La fe de la Iglesia está en creer que Dios Padre se nos ha revelado a través de Dios Hijo, por Dios Espíritu Santo, para que se cumpla la voluntad del Padre, que es que el Hijo no pierda nada de lo que Él le ha dado, sino que nos resucite en el último día, para la vida eterna.

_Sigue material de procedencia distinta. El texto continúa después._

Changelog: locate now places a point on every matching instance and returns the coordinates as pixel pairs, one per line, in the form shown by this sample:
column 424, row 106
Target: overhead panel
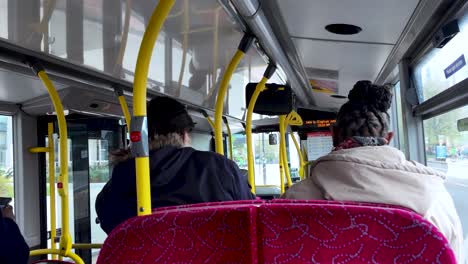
column 382, row 21
column 353, row 57
column 189, row 58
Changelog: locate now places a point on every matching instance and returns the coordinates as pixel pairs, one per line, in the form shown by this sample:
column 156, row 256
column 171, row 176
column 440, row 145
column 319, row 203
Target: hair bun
column 376, row 96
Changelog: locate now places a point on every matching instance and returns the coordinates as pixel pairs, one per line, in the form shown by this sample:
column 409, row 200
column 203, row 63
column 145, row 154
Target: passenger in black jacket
column 179, row 173
column 13, row 248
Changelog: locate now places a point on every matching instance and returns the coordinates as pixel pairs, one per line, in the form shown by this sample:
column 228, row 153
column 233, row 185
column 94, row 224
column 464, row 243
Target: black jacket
column 13, row 248
column 178, row 176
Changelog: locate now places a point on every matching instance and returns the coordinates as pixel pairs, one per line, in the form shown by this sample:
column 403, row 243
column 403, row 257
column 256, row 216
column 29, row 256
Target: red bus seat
column 277, row 232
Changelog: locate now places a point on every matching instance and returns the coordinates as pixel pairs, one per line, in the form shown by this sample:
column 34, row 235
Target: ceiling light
column 337, row 96
column 343, row 29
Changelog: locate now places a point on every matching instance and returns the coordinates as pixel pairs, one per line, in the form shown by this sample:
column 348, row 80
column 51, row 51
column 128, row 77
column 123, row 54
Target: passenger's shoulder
column 212, row 156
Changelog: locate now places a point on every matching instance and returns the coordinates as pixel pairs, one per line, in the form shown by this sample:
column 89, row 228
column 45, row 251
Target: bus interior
column 320, row 48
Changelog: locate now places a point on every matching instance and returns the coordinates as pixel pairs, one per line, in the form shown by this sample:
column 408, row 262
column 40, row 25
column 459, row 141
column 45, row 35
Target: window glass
column 92, row 35
column 201, row 141
column 443, row 68
column 4, row 19
column 447, row 151
column 239, row 150
column 6, row 158
column 399, row 110
column 266, row 160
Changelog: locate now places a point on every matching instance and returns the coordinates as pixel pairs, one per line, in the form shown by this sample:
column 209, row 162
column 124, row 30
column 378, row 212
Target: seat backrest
column 277, row 232
column 193, row 234
column 323, row 232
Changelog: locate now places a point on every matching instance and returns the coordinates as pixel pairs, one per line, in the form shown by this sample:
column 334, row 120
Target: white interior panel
column 18, row 88
column 353, row 61
column 381, row 20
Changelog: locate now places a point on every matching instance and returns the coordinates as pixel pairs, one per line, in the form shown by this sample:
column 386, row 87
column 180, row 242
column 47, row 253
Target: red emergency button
column 135, row 136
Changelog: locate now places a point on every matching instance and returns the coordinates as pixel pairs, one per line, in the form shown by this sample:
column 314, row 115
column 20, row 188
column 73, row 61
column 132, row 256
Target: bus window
column 447, row 151
column 4, row 19
column 6, row 158
column 443, row 68
column 239, row 150
column 399, row 118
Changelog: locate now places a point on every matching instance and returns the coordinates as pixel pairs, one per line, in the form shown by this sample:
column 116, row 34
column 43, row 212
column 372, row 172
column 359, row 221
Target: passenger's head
column 169, row 123
column 365, row 114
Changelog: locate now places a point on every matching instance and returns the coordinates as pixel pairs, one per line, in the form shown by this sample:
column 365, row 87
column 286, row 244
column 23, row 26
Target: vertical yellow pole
column 283, row 126
column 124, row 106
column 248, row 131
column 228, row 128
column 244, row 45
column 302, row 163
column 281, row 171
column 139, row 129
column 53, row 216
column 62, row 185
column 185, row 32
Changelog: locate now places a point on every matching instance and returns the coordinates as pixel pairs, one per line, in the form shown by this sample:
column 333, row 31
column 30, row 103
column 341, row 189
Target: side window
column 400, row 130
column 6, row 158
column 447, row 151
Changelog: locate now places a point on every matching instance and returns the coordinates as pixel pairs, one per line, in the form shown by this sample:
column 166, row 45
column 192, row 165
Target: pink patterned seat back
column 209, row 234
column 277, row 232
column 337, row 233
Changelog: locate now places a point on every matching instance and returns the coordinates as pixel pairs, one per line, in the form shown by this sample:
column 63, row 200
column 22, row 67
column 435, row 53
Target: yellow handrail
column 139, row 135
column 58, row 252
column 281, row 171
column 302, row 162
column 248, row 126
column 123, row 41
column 248, row 131
column 292, row 119
column 208, row 118
column 50, row 150
column 53, row 216
column 62, row 185
column 244, row 45
column 123, row 104
column 283, row 151
column 86, row 246
column 186, row 28
column 228, row 128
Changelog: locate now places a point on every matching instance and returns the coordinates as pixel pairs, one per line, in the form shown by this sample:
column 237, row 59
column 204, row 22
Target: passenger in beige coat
column 363, row 168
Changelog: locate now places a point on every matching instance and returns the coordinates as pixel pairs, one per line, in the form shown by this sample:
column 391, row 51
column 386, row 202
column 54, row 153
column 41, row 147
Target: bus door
column 90, row 141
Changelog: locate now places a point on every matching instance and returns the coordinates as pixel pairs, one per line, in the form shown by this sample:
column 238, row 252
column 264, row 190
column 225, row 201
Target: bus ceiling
column 294, row 37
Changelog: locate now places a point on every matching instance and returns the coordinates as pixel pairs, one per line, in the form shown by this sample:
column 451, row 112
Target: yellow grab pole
column 186, row 28
column 244, row 45
column 281, row 171
column 228, row 128
column 123, row 104
column 124, row 39
column 283, row 126
column 139, row 136
column 53, row 216
column 39, row 150
column 270, row 70
column 208, row 118
column 302, row 163
column 86, row 246
column 62, row 185
column 58, row 252
column 293, row 119
column 50, row 150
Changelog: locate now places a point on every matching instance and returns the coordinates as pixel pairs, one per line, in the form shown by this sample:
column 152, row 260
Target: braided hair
column 365, row 114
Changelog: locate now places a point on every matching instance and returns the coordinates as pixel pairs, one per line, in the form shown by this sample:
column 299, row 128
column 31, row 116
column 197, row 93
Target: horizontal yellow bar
column 86, row 246
column 39, row 150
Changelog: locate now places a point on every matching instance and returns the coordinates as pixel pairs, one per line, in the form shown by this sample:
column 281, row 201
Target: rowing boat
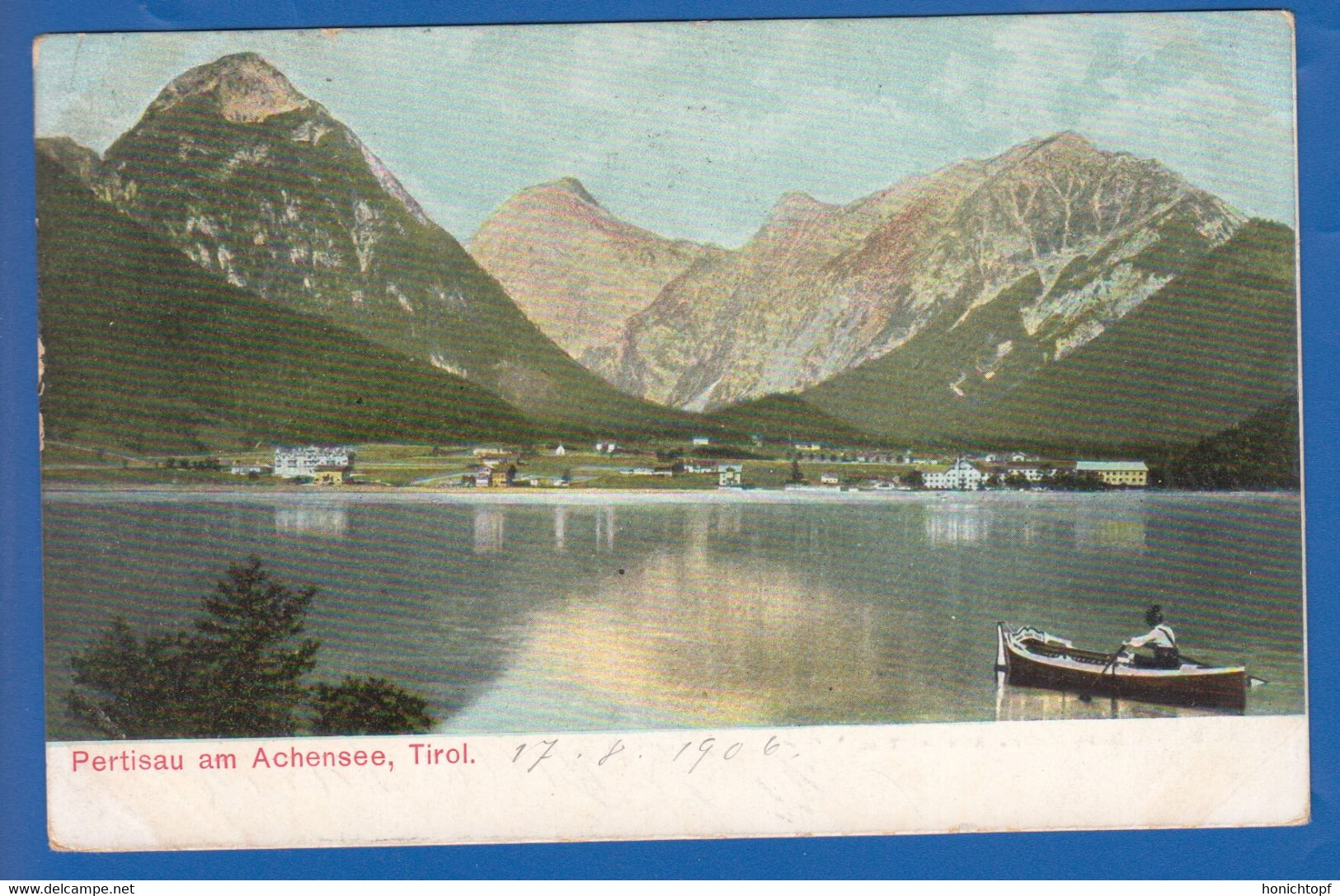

La transición de la muerte a la vida es la fe en Cristo. La buena noticia del Evangelio es que todo el que cree en el Hijo de Dios tiene vida eterna, pues Él, que con su sacrificio ha destruido la muerte, nos llamó de la oscuridad a su admirable luz.
El que se alimenta de la Eucaristía, que es el pan de la vida, va a Él, y nunca tendrá hambre y nunca tendrá sed.
Nadie vive o muere para sí mismo. Vivimos para el Señor y morimos para el Señor. Somos del Señor y Él nos resucitará para Él.
Conviértete tú en portador de buenas noticias, anunciando el Evangelio para cumplir la voluntad de Dios.
Jesús siempre cumple sus promesas. Él te ha prometido que te resucitará en el último día.
Cree en las verdades eternas. Cree en la resurrección de los cuerpos, por la que resucitarás con un cuerpo glorioso semejante al suyo.
Pero antes debes tener vida en Él a través de los sacramentos, para así morir en su gracia y resucitar en su paz».